Secondly, I’m aware that we’re all doing to die someday. However, as old-fashioned as it sounds, I cling to the ideal that we should fight like hell for the living, no matter what nation or culture they belong to.
I divide my energies. I do what I can in the States, but I remind myself that there are human beings suffering all over the world, and on a day like today, when WHO reminds us that 500,000 women will die in childbirth this year, 10.6 million children under the age of 5 will die, and AIDS continues to rage out of control on the African continent, I did not consider it a waste of my energies to comment on that and to remind all of us that America is not the center of the universe.
So, today, I’ve done some political work here, and I’ve contributed money to an AIDS orphanage in Kenya. The child who may be helped by my money may die anyway. I doubt that he or she is going to live to see a complete turn-around of the system that we’re living in. But if I help to ease his or her suffering for a few days, then that’s what I choose to do.
One war in Iraq = how much aid to women and children, the forgotten victims in all world strife?

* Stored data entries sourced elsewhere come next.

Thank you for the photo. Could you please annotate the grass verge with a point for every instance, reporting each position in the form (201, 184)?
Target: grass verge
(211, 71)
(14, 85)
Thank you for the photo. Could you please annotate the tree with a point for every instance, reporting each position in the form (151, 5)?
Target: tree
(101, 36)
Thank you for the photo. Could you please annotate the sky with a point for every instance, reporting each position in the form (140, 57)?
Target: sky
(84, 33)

One U.S. military budget = how much aid to children, the losers in our adult strife and neglect?
One underground economy in any nation or state = how much food for the poverty stricken?

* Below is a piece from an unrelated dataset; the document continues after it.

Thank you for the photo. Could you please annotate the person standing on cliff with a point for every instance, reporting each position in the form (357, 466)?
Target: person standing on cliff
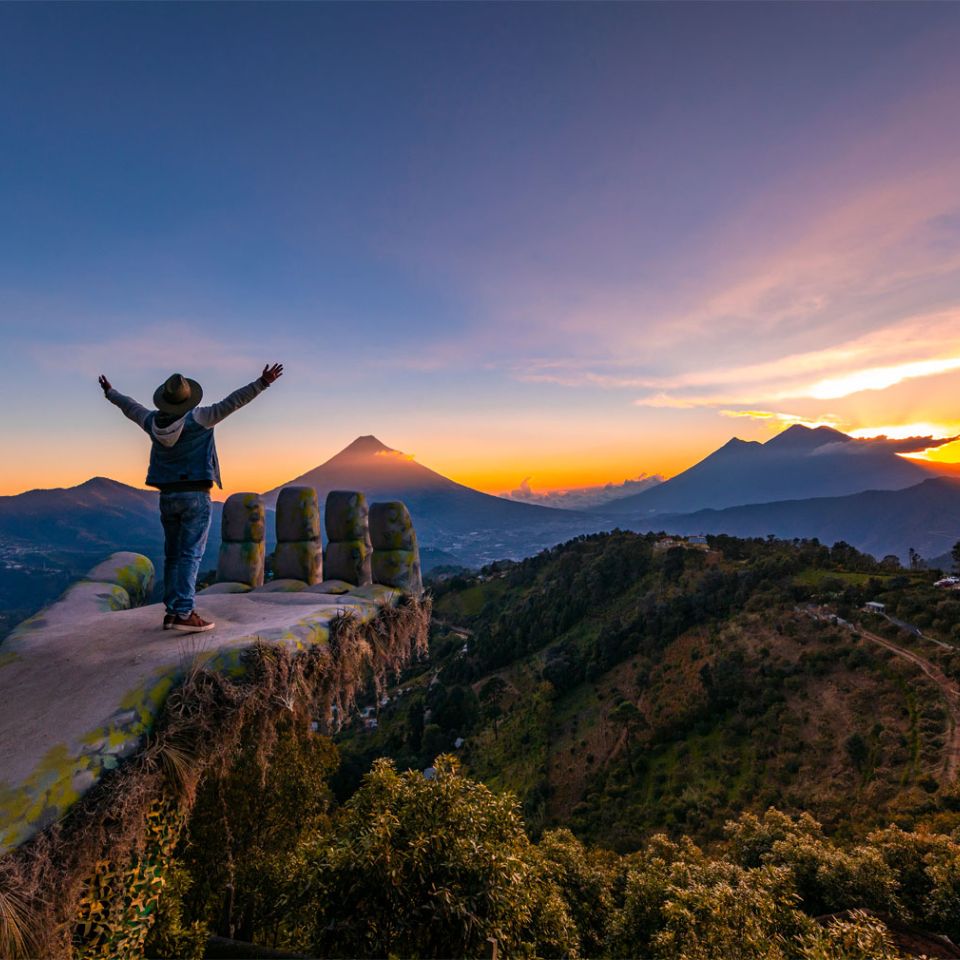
(184, 467)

One recycled “Star Wars” = how much agricultural aid to feed the world?
How much US aid, now restricted to abstinence only,
increases the incidence of HIV/AIDS?
How many arrogant, blind leaders (and followers) continue patriarchal thinking for the purpose of power?
It’s a matter of priorities
priorities
priorities.
Kurdish Women’s Rights Activist Summoned to Revolutionary Court in Iran: Send a letter via Human Rights First’s site.
Thank you, Susan. Just did this.
thanks for the link,susan. Went there, did that.
small, local, indigenous, African.
Microloans can save lives and change them. Sometimes really really micro, a couple of hundred dollars, even less, to buy a few goats, a used sewing machine.
Grameen Bank does this, but large and under UN taint.
I would suggest getting in touch with Africans in your community, get to know them, find out names of people who are quietly doing good things in small places, maybe a mosque in a little village has a literacy class, a rogue nun in a rain forest teaching sustainable agriculture, get hooked up. Be anonymous.
My ex father-in-law used to help adminster this charity, founded by a woman in Oregon, to help AIDS orphans in Africa.
http://www.registerguard.com/africa/revisited20000109.html
Circumcision is the surgical removal of the foreskin of the penis. Done suposedly for hygene, “medical”, reasons. (Men can’t wash?)
Goddamn it,
Loosley? A number of?
source
As well they should.
There are not words to describe the horror.
Just cries by 7 year olds, “Don’t cut, don’t cut…Mommeeeeeeee!” There is precious little Sanctuary for these girlchilds.
Fucking bastards. Call it what it is. Attempt to control by genital mutilation.
I’m going to bed before I turn into MSOC.